So, they accuse Angela Merkel of thinking of nothing but German creditors, the German trade surplus, and her party’s prospects, and describe this as intransigent egoism. Well, perhaps they have a point. They blame all this on David Cameron for having a “Thatcherite tone” and only thinking of “Europe a la carte and with a rebate”. And apparently, the French government is the only sincerely European one.

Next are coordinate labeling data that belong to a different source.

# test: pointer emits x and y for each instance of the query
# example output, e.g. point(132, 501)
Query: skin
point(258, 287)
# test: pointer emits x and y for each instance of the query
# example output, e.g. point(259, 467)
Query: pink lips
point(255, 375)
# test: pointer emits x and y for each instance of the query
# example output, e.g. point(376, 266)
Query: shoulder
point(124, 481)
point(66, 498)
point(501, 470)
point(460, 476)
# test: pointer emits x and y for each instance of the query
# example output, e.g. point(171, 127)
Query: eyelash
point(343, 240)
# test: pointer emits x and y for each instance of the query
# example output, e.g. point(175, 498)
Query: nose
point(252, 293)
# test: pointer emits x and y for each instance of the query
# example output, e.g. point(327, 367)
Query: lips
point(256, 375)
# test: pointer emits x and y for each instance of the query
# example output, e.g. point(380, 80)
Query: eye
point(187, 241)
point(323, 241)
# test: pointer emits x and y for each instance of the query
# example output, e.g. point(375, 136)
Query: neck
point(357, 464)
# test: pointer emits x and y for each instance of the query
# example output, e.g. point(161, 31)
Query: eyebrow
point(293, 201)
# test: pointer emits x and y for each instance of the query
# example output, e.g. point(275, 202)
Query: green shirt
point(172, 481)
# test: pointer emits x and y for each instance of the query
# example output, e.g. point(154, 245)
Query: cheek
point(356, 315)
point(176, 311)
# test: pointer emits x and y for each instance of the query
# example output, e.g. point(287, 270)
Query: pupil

Now I had no idea Merkel was such a poor weak insignificant figure that her policy was dictated by Britain. You may be surprised to learn that this diplomatic triumph is insufficiently publicised in the UK. Further, I clearly remember that the reason for austerity in the UK was meant to be that things were bad in the eurozone and we were going to be like Greece. Don’t just ask the prime minister, ask Sir Mervyn King. It’s as if British politicians tend to blame everything on the EU and French politicians tend to blame everything on the Brits, or something.

However, not only are they right on the actual issues, they have a point about Thatcherite Europe.

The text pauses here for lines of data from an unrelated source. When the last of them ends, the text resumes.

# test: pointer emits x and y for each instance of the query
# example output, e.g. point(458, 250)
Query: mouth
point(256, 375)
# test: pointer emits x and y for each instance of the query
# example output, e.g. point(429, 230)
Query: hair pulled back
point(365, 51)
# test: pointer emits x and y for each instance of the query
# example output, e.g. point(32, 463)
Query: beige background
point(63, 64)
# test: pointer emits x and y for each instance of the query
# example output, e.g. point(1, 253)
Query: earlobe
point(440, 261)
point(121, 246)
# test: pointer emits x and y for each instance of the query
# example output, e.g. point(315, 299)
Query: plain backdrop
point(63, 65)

Margaret Thatcher was underrated as a European politician. As prime minister, she was very much in favour and deeply engaged in the creation of the Single European Act and therefore of the single market. It is a cliche to say that the Brits only think of the European Union as a single market, but this is ahistorical – in the mid-80s, single market completion was the absolute top priority on the European agenda. If Europe is a project under construction, the single market was the phase that was completed in the 80s. The notion of catching up with Europe, competing with Europe, trading across Europe – all of this was ingrained in Thatcherite style, tone, and rhetoric.

British macro-economic policy in the Thatcher years was also driven by European integration. After giving up on monetarism, the UK government decided to establish a fixed exchange rate with the D-Mark, and later formalised this by joining the Exchange Rate Mechanism. In fact, the UK spent as much time under Thatcher tracking the D-Mark as it did targeting the money supply. The notions of “importing credibility” that were used to promote the Euro in the 90s and 00s had an earlier run-out in the UK in the 1980s.

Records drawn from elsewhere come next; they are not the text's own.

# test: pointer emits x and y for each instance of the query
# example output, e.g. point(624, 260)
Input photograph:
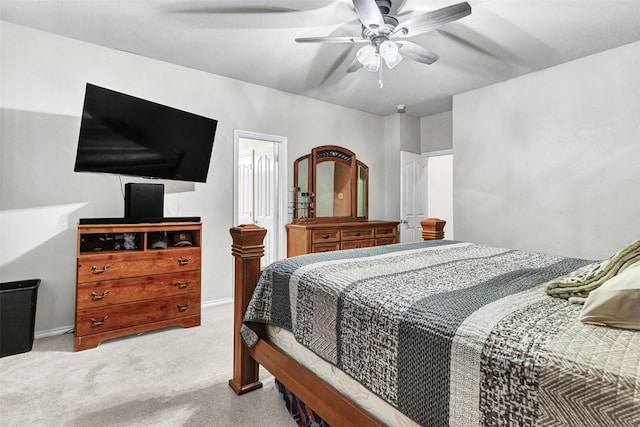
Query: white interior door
point(260, 187)
point(245, 188)
point(265, 196)
point(413, 196)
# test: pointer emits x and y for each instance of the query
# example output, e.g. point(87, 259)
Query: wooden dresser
point(133, 278)
point(305, 238)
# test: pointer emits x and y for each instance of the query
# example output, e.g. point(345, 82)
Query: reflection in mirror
point(362, 191)
point(329, 184)
point(333, 189)
point(302, 201)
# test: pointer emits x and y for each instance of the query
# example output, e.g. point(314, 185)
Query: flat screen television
point(125, 135)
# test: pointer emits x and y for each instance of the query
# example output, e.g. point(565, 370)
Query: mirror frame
point(318, 155)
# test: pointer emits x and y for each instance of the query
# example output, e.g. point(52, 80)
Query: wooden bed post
point(433, 228)
point(247, 249)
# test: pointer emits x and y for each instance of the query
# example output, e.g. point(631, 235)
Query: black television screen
point(122, 134)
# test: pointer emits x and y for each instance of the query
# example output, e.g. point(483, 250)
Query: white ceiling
point(253, 41)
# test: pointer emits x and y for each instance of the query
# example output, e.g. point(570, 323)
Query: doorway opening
point(260, 188)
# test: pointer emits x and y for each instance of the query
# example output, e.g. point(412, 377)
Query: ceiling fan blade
point(417, 53)
point(354, 66)
point(431, 20)
point(368, 13)
point(345, 39)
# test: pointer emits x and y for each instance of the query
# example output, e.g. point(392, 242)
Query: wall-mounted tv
point(122, 134)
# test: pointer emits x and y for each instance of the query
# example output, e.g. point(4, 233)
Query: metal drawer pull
point(181, 285)
point(95, 296)
point(96, 270)
point(95, 322)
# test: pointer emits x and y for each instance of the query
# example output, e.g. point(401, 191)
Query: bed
point(441, 332)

With an open capital account and a currency pegged to the D-Mark at a dramatically high parity, the UK in the late 1980s looks rather like a peripheral European economy of the mid-2000s, with inflows of capital chasing yield, a growing financial sector, a trade deficit, a housing bubble, and a political elite frantically clapping themselves on the back, before the crash.

The UK’s broader foreign and defence policy could have been reduced to the word “NATO”, which is another way of saying that it was focused on Europe. In the early 1980s, UK defence plans were all about the BAOR operational area in Germany and the NATO Northern Flank. In fact, if it hadn’t been for the accident of the Falklands, they would have been much more so, sharply reducing the Navy at the expense of the Army and RAF and the nuclear world. Similarly, Thatcher really didn’t care about the Commonwealth or anything much outside, yes, Europe or the North Atlantic.

I can hear a storm of whataboutery building by now. What about the rebate? What about “give me my money back”?

Well, what about it? A lot of European politicians spent the 1980s ripping into each other over narrowly national interests. (They did in the 70s and 90s and 00s, too.) Were any of the various ferocious defenders of the CAP as it applied to them un-Europeans? Was Helmut Kohl un-European for insisting on reunification, to head right for the reductio ad absurdum? Germany was obviously pretty keen on exporting cars – was Hans-Dietrich Genscher a Eurosceptic, then? This is simply hypocrisy, with a dash of sexism chucked in. (Do we have to quote Mitterrand fancying her again?)

I also think it’s important to distinguish Thatcher, prime minister, from Thatcher, post-prime-ministerial pontificator. Her swing to Euroscepticism was post-1990, post-power, rather like her swing towards the climate-change deniers. It’s worth noting that the Eurosceptics were not passive, either – they deliberately sought to claim the Thatcher myth as a source of legitimacy for their efforts to topple John Major. She also, I think, adopted Euroscepticism as a way of projecting influence in the Tory Party after leaving office. That said, we should surely consider action before 1990 as weightier than words after 1990. And her foundation was very much involved in the Central European transition to a certain idea of democracy – in the EU, in NATO, in the stability pact, eventually in the Euro.

So why isn’t this more obvious? I think the answer is that the European Union has not turned out to be the nice alternative to Thatcherism it was sold as in the 1990s. Ask a Spaniard. No, go ahead.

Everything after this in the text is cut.